Seventeen international studies were assessed by the WHO (World Health Organisation) and the review of the findings were recently published in the leading medical journal, The Lancet.
Individuals are now calling for the neglect of disabled children's needs to end once and for all, and for protection and prevention strategies to be pushed forward.
The review statistics reveal that children with disabilities are 3.6 times more likely to be victims of physical violence and 2.9 times more likely to be sexually abused.

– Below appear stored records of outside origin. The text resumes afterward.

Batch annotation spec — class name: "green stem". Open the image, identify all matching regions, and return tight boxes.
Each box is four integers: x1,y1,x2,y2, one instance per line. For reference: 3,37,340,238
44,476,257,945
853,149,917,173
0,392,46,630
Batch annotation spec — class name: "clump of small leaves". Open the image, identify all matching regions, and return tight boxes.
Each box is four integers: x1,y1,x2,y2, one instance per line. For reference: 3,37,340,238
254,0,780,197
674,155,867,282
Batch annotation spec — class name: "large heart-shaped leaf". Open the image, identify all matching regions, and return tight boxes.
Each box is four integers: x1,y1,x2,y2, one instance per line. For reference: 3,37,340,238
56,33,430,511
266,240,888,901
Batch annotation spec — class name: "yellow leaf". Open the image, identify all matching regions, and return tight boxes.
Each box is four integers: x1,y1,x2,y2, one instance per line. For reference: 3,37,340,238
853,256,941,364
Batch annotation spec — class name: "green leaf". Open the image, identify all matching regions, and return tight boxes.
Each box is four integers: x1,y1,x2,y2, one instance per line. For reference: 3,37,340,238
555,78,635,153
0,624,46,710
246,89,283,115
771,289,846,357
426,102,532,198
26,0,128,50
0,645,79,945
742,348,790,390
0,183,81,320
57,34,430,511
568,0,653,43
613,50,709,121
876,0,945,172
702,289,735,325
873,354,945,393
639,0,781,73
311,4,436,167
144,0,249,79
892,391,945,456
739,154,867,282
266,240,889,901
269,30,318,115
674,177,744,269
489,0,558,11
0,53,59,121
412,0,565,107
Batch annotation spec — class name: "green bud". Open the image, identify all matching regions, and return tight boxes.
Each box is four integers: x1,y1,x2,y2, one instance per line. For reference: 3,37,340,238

The studies scrutinized were conducted across 17 “high income” countries, such as the UK, and included 18,374 children with disabilities.
The UN commissioned WHO review stated that these findings highlighted the urgent need for further research to be undertaken in low and middle income countries.
Experts in violence and injury prevention hope that protective schemes mobilised in high income countries may work in parts of the globe that have yet to be assessed. The WHO’s Disability Director, Etienne Krug said, “an agenda needs to be set for action.”
Tom Shakespeare, WHO’s Technical Officer for Disability and Rehabilitation, drew attention to the extra risks posed by placing children in institutional care. He said that children with disabilities are “more likely to come from poor or isolated families”.
Discrimination, ignorance and prejudice have been cited as some of the identified precursors of this social malaise.
One of the lead researchers Dr Mark Bellis said, “It is the duty of government and civil society to ensure that such victimization is exposed and prevented”.